Korkusuz

Hatay..!

Hatay..!
Hatay Belediye Başkanı Lütfü Savaş...

Kaç zamandır çırpınıyor.

“Böyle giderse azınlığa düşeceğiz...

12 yıl sonra belediyeyi bir Suriyeli yönetebilir...”

Ne ırkçılığı kaldı... Ne faşistliği...

Oysa Lütfü Bey bir sosyolojiye dikkat çekiyordu.

Bizim olan Hatay’ın zamanla nasıl kabuk değiştirdiğini...

Bu göç dalgasının en çok Hatay’ı vurduğunu anlatmaya çalışıyordu.

★★★

Oysa...

Atatürk’ün ‘Benim şahsi meselem’ dediği Hatay’ı nasıl bir ince diplomasiyle almıştık.

★★★

Abdurrahman Melek... 1896’da Hatay’da dünyaya geldi.

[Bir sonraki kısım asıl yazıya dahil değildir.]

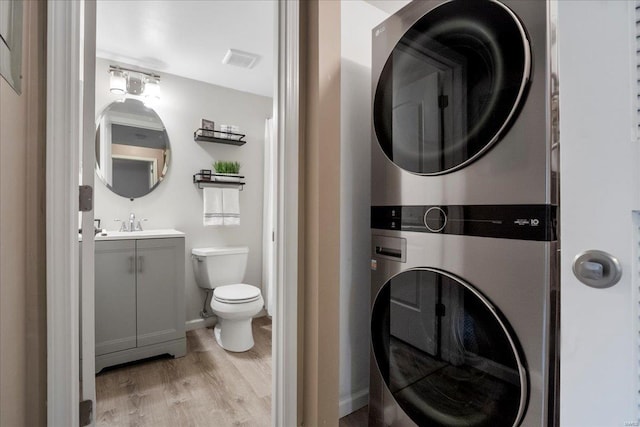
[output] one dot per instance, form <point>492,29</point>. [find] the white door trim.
<point>87,252</point>
<point>63,136</point>
<point>285,322</point>
<point>64,109</point>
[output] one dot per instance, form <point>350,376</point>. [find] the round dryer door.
<point>445,353</point>
<point>451,86</point>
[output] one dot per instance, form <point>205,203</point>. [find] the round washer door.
<point>445,353</point>
<point>452,86</point>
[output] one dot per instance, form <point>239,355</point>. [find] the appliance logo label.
<point>533,222</point>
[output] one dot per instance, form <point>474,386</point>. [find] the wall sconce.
<point>124,80</point>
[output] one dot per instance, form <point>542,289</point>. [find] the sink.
<point>145,234</point>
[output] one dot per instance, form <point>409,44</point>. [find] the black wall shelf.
<point>217,179</point>
<point>218,136</point>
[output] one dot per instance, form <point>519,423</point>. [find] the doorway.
<point>65,21</point>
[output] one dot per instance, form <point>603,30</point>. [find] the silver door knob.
<point>597,269</point>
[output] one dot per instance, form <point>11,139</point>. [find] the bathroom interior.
<point>164,213</point>
<point>155,395</point>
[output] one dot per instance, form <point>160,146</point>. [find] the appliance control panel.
<point>522,222</point>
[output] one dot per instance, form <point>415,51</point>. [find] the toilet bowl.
<point>221,270</point>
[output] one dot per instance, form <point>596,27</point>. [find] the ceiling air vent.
<point>240,58</point>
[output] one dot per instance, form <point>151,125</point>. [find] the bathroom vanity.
<point>139,296</point>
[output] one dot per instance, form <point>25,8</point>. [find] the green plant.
<point>226,167</point>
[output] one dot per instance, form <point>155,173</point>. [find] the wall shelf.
<point>218,136</point>
<point>218,179</point>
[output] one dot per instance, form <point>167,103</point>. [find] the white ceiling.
<point>190,38</point>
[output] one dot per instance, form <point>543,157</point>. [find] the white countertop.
<point>127,235</point>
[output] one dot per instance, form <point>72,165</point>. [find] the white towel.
<point>212,209</point>
<point>231,206</point>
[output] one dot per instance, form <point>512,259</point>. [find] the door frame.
<point>64,112</point>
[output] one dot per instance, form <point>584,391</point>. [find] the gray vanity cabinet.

İstanbul Tıp Fakültesi’nden mezun oldu.

Mesleği doktorluktu ama o siyasete ilgi duyuyordu. Osmanlı’da yükselen millici akımların etkisindeydi. Memleketi Antakya’da (Hatay) Türk Ocağı’nı kuran 3 kişiden biri o oldu.

★★★

Savaşın kaybedilmesi ve Mondros mütarekesinin imzalanmasıyla beraber Antakya, bin yıllık anayurdundan ayrılmak zorunda kaldı. Artık Fransız kontrolündeydi. Türkiye ise Lozan’da (Hatay) üzerindeki haklarını saklı tutmuştu.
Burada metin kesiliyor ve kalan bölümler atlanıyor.